Manet now found himself a hero to artists who were trying to break away from outmoded conventions, his work being particularly admired by the painters who later became known as Impressionists. In 1866 the novelist Émile Zola, who championed the art of Manet in the newspaper L’Événement, became a close friend of the painter; Portrait of Émile Zola (1867-1878, Musée d’Orsay, Paris) reflects this friendship. Zola was soon joined by the young group of French Impressionist painters that included Edgar Degas, Claude Monet, Auguste Renoir, Alfred Sisley, Camille Pissarro, and Paul Cézanne, who were influenced by Manet and who, in turn, influenced him, particularly in the use of lighter colours and an emphasis on the effects of light. Although he never exhibited at their group shows, Manet socialized with the Impressionists, and during the 1870s his work became lighter and freer, in line with their style; an example of this departure is Street Pavers in the Rue Mosnier (1878, Fitzwilliam Museum, Cambridge). He even sometimes adopted their habit of painting out of doors, encouraged particularly by Berthe Morisot, the outstanding woman painter of the group, who married Manet’s brother in 1874.

In the late 1870s Manet started to suffer bouts of pain and fatigue, evidently caused by syphilis affecting his central nervous system. Often he was too weak to use oils, so he increasingly worked in pastel (or crayon). However, his final major work, A Bar at the Folies-Bergère (1882, Courtauld Institute Galleries, London), is unsurpassed in 19th-century art for sheer richness and beauty of technique. His last pictures of all included some superb flower pieces—small, simple, but painted with luscious breadth.
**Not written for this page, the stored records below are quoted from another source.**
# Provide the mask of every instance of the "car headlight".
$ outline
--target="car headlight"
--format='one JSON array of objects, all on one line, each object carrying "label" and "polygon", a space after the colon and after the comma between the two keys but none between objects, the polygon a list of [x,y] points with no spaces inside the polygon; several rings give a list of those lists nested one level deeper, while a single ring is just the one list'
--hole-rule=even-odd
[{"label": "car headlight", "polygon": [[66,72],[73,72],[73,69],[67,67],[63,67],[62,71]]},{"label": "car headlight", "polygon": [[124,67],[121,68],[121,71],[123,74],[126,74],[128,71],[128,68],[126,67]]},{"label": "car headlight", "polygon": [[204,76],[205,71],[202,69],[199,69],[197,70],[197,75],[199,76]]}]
He died in agony on April 30, 1883, ten days after having a leg amputated. He was 51.

Manet was one of the most influential artists of the 19th century. However, coming from a highly respectable social background, his intention was not to be an artistic rebel, insisting that he was not trying to overthrow traditional ideas. Throughout his career he sought conventional success and honours in the art world. Two years before his death he was made a member of the Légion d’Honneur, but this distinction—the kind of award he had long craved—came too late to be enjoyed.